If there is one consistent line in McCain’s past decade of foreign policy critiques, it’s that -- from Kosovo to Iraq -- we need many, many more boots on the ground and the courage not to flinch when they come home in body bags. “Once the decision is made, and its execution ordered, confidence should become fortitude,” he writes in the introduction to the “Confidence” section of the book (as with “Character Is Destiny,” the mini-biographies are arranged into overlapping one-word virtues such as “Awareness” and “Foresight”).
The choice of hinge moments lists heavily toward the making and preparation of war. Winston Churchill, who seems to be McCain’s go-to historical lodestar this election (replacing 2000’s Teddy Roosevelt), wins praise for building a bigger and faster navy than Germany before World War I. Theologian Reinhold Niebuhr gets an attaboy for renouncing his principled pacifism in the face of Adolf Hitler. Civil War Gen. George McClellan is pilloried for failing to rout Robert E. Lee when he had the chance, and Washington’s purveyors of “elite opinion” get zinged for mislabeling the Tet offensive as a U.S. defeat, thereby helping talk the American people out of the Vietnam War. As with Iraq, the justifications for Vietnam have never been of much expressed interest to McCain, strange given that he rotted in a Hanoi prison while his admiral father helped prosecute the war as chief of the Pacific Command. For him, the hard call in Vietnam was made by anti-war congressmen, not pro-war presidents, and the fashionable lefties got it wrong.
McCain and Salter write with an accessible if formulaic style, with endearing sprinkles of corn that work best when matter-of-factly describing dramatic events of which the reader might know little, such as a series of racial attacks against black vets returning to the Deep South after World War II. The senator has a weakness for cheek-turning martyrs, sympathetic rapscallions and quixotic over-achievers, and reading of their victories over narrow-minded skeptics is a reassuringly American exercise.
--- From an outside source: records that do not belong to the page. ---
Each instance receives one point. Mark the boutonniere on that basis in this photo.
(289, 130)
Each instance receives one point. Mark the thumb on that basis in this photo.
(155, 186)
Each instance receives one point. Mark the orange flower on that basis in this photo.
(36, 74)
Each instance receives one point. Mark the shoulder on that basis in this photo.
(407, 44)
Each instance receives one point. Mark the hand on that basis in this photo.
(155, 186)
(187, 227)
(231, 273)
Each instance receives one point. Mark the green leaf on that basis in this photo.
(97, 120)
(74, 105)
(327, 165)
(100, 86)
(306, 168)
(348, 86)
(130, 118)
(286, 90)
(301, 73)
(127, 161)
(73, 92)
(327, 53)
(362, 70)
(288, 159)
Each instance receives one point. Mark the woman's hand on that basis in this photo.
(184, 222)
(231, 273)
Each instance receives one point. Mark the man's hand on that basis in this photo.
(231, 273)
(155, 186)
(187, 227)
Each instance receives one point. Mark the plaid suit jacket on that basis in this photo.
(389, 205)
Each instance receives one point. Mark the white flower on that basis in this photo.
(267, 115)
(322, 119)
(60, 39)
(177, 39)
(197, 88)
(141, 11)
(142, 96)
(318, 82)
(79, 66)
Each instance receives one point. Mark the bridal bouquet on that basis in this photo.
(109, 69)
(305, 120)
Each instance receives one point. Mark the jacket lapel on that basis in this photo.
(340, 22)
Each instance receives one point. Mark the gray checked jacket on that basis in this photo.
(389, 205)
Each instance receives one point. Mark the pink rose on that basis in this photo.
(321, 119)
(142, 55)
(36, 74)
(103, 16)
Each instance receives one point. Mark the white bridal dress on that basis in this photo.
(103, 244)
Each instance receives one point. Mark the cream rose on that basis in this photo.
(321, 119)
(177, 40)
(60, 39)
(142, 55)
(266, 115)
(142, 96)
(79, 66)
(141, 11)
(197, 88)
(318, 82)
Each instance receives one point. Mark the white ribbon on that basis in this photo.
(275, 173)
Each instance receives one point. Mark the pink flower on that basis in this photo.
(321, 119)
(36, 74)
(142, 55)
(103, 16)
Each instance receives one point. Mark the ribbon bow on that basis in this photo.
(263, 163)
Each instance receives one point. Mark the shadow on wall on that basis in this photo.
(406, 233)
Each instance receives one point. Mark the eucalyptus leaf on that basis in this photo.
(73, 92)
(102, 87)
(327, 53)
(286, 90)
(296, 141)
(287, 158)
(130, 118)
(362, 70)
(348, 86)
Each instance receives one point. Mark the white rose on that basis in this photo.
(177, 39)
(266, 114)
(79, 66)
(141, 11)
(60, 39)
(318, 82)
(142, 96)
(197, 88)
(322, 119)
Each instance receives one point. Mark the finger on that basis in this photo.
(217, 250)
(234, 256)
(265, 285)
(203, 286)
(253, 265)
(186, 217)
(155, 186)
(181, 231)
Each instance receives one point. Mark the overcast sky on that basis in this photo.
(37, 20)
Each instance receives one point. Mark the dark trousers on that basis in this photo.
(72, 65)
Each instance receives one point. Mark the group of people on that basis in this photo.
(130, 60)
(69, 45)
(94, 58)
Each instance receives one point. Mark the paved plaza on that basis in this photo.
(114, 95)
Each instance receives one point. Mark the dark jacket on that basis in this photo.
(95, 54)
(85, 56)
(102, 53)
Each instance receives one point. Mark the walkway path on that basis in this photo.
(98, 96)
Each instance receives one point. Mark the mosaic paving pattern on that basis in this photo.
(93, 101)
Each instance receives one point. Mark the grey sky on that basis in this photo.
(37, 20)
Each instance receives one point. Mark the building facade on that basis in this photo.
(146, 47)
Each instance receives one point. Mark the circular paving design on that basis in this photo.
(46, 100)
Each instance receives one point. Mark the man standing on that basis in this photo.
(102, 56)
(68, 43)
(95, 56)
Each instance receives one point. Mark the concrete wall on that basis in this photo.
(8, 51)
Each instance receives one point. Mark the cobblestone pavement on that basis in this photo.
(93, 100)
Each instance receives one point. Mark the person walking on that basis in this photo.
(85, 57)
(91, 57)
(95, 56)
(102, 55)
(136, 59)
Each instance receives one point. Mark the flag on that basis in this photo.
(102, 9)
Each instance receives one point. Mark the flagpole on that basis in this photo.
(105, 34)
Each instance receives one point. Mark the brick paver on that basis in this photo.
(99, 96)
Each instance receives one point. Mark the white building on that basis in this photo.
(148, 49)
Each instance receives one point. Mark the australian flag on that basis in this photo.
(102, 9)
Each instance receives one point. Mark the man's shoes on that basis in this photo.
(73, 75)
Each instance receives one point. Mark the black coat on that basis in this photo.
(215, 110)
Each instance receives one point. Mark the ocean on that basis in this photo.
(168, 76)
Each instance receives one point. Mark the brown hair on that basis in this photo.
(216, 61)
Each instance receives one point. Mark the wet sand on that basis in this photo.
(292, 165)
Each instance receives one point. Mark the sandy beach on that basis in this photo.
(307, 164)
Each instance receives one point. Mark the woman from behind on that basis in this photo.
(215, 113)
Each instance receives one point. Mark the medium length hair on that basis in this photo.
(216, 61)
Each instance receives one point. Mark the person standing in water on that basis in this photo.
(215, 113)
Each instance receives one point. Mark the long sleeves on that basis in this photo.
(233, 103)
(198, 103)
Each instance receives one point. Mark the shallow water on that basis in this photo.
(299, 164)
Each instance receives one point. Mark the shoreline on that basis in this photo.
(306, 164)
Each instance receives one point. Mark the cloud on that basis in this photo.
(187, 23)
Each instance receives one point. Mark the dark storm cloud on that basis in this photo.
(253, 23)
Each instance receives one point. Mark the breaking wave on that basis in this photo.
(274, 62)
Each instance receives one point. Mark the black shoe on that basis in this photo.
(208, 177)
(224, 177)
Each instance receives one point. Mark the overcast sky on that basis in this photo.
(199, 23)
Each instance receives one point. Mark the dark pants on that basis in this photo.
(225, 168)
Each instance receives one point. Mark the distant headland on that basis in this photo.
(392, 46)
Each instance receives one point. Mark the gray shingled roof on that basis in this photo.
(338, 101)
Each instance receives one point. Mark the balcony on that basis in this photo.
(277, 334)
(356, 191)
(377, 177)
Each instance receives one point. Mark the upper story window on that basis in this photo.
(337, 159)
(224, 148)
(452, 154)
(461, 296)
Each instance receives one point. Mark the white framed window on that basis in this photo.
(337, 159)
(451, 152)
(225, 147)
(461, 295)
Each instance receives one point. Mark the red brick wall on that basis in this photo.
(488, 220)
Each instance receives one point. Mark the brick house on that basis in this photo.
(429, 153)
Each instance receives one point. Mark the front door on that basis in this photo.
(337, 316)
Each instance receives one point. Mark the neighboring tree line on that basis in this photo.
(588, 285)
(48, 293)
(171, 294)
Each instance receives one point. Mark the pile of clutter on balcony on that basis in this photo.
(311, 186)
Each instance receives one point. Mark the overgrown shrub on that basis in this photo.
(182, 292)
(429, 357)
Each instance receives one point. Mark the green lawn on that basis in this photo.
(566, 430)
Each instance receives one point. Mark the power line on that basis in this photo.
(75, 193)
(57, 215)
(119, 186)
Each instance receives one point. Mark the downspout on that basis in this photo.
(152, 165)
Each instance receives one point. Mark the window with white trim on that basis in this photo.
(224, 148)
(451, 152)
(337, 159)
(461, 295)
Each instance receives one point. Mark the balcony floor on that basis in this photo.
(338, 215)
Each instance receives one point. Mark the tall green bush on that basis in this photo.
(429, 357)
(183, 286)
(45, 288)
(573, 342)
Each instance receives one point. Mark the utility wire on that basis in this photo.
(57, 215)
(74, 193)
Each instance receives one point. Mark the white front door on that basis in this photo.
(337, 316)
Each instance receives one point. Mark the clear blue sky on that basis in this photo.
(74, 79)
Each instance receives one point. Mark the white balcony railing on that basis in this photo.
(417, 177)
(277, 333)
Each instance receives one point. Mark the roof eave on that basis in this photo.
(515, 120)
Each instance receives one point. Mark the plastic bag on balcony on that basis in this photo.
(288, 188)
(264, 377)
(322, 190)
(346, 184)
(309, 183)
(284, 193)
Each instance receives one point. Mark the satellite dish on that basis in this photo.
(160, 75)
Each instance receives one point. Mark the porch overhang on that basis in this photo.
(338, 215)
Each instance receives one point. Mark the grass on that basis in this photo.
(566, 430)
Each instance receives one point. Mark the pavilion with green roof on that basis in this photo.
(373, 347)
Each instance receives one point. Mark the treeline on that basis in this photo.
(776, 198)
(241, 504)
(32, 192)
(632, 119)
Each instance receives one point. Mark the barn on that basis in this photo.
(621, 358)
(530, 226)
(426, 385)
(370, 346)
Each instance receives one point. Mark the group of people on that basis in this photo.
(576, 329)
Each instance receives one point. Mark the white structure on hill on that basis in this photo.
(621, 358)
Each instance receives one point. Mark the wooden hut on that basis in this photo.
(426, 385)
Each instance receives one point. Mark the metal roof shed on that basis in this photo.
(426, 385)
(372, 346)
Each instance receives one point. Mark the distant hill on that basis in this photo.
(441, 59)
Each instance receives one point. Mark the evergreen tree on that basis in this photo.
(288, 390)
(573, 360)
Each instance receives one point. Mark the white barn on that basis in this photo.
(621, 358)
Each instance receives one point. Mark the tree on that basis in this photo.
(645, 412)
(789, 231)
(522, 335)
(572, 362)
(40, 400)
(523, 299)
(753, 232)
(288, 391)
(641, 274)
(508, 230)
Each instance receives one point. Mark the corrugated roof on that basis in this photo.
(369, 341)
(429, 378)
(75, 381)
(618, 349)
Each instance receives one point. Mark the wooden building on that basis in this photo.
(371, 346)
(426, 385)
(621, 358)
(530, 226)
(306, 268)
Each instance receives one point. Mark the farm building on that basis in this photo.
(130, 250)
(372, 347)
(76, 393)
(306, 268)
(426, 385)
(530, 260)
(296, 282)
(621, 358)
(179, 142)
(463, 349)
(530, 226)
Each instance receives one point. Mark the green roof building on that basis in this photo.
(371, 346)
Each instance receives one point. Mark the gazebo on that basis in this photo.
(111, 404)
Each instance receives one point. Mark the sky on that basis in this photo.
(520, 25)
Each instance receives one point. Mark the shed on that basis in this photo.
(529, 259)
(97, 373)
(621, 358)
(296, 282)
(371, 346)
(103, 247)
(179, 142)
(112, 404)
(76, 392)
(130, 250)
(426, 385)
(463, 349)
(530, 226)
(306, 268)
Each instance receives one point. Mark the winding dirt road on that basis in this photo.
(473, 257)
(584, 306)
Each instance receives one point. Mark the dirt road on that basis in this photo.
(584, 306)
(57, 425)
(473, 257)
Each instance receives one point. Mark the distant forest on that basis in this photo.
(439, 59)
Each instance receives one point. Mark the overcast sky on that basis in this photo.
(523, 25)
Despite the promise in the title, “Hard Call” is less concerned with dissecting the mechanics of decision-making than in celebrating the achievements of great people. The book’s premise begins to unravel already by Chapter 2, when after recounting the life story of Chicago retail giant Marshall Field, McCain suddenly remembers the title of his book and chooses as Field’s “hard call” the “course of action he followed during the traumatic events of the 1870s.” Another chapter begins with Gen. Douglas MacArthur in the Korean War and ends with Gen. Fred C. Weyand in Vietnam. These are processes, not make-or-break decisions: the literary equivalent of Senate negotiations instead of executive orders.
John McCain has long been one of the most interesting figures in public life and is possibly the only presidential candidate with two must-read books to his name. Unfortunately, the harder he runs, the further he strays from the style that made him so compelling in the first place.
Matt Welch is assistant editorial pages editor of The Times. His book, “McCain,” will be released in October.